Nitrate of silver suppressed this. Today he has a manifestation that neither white ointment, nor
nitrate of silver, nor saw or chisel will long suppress. Is it all improbable that suppression added
an element of malignancy ?
A young man of 23 came to me for a cancer of the nose. Four years ago he had a venereal
sore. It was caused to disappear by cauterization. My belief is that it readily consented to
suppression in one locality and that it fortified itself against subsequent suppression while in
transit. The nasal disease, whatever it is, has grown better under the indicated remedy. A surgeon
had advised operation.
It will surprise those who have not given the matter thought to know what proportion of cases
of mammary cancer follow the suppression of uterine discharges. Possibly these may all be
coincidences, but the practical universality of coincidence suggests an underlying law
somewhere.
Last summer I was called to see a case of rapid-growing Sarcoma. The man presented a
history of Syphilitic ulceration, first upon the ankles, then upon the arms, at last upon forearms,
and all these manifestations, the mere outlets established by natural processes, were violently
undone by escharotics. Nature finally ordered a revolt and this time the revolt was fatal.

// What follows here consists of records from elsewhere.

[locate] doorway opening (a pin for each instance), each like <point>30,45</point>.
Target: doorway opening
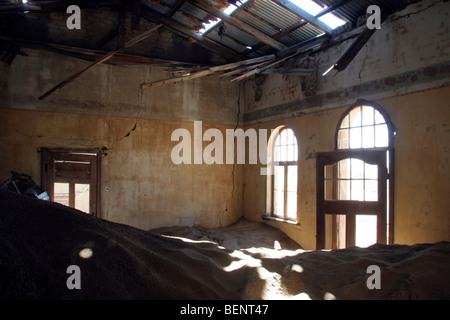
<point>360,185</point>
<point>72,177</point>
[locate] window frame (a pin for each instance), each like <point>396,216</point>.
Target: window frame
<point>392,131</point>
<point>270,210</point>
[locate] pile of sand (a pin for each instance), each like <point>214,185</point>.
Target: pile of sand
<point>39,240</point>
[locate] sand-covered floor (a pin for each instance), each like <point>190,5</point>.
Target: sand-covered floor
<point>39,240</point>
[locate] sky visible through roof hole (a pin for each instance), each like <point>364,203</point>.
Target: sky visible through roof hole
<point>308,5</point>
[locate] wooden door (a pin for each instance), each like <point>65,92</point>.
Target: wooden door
<point>372,202</point>
<point>72,177</point>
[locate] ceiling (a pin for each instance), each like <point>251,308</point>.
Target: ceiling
<point>256,33</point>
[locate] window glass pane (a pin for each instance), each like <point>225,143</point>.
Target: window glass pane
<point>283,153</point>
<point>82,197</point>
<point>371,190</point>
<point>355,138</point>
<point>295,152</point>
<point>276,153</point>
<point>290,136</point>
<point>292,205</point>
<point>329,190</point>
<point>278,198</point>
<point>344,169</point>
<point>283,137</point>
<point>367,116</point>
<point>370,171</point>
<point>381,136</point>
<point>355,117</point>
<point>279,178</point>
<point>379,119</point>
<point>278,139</point>
<point>289,153</point>
<point>292,178</point>
<point>344,190</point>
<point>343,136</point>
<point>61,193</point>
<point>357,169</point>
<point>357,190</point>
<point>368,137</point>
<point>345,122</point>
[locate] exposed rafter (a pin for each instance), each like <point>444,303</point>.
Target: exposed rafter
<point>238,24</point>
<point>305,15</point>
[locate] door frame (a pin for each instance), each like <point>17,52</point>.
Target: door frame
<point>93,178</point>
<point>351,207</point>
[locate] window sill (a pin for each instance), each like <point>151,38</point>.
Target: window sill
<point>264,217</point>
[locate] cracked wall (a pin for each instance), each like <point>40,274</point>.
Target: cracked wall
<point>105,108</point>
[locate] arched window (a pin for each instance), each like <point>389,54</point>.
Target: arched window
<point>363,127</point>
<point>282,180</point>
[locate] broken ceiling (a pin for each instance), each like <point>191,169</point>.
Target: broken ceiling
<point>197,37</point>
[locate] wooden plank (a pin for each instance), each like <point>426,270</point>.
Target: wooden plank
<point>209,71</point>
<point>184,77</point>
<point>239,24</point>
<point>351,207</point>
<point>210,44</point>
<point>176,8</point>
<point>135,15</point>
<point>121,29</point>
<point>357,45</point>
<point>242,63</point>
<point>305,15</point>
<point>142,36</point>
<point>78,74</point>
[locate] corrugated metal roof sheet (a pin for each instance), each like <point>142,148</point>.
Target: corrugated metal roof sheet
<point>263,15</point>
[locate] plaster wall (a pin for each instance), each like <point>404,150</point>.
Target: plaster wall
<point>140,184</point>
<point>422,179</point>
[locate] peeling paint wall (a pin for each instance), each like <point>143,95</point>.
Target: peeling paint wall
<point>405,68</point>
<point>422,184</point>
<point>410,53</point>
<point>140,184</point>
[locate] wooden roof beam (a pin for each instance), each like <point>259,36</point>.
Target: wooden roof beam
<point>305,15</point>
<point>235,22</point>
<point>210,44</point>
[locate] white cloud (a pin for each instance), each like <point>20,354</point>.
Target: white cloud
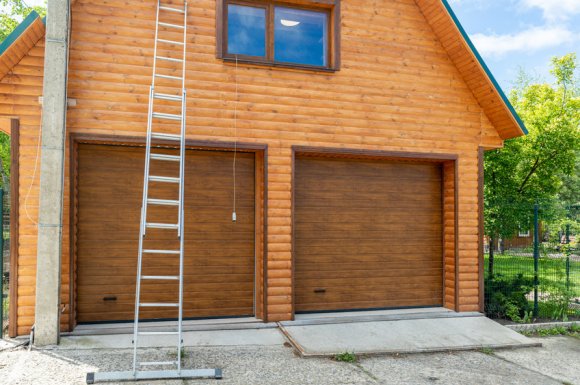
<point>554,10</point>
<point>530,40</point>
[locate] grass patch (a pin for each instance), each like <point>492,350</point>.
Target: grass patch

These observations are given in the hope that they may aid in some slight way the evolution
of a rational treatment for cancer. No treatment that leaves destruction in its track can be
denominated rational. The true method wilt consist in the prevention of that which tens of
thousands of cases teach us that we cannot cure. Prevention is one of the highest duties of the
physician. In the case of cancer we are left no alternative.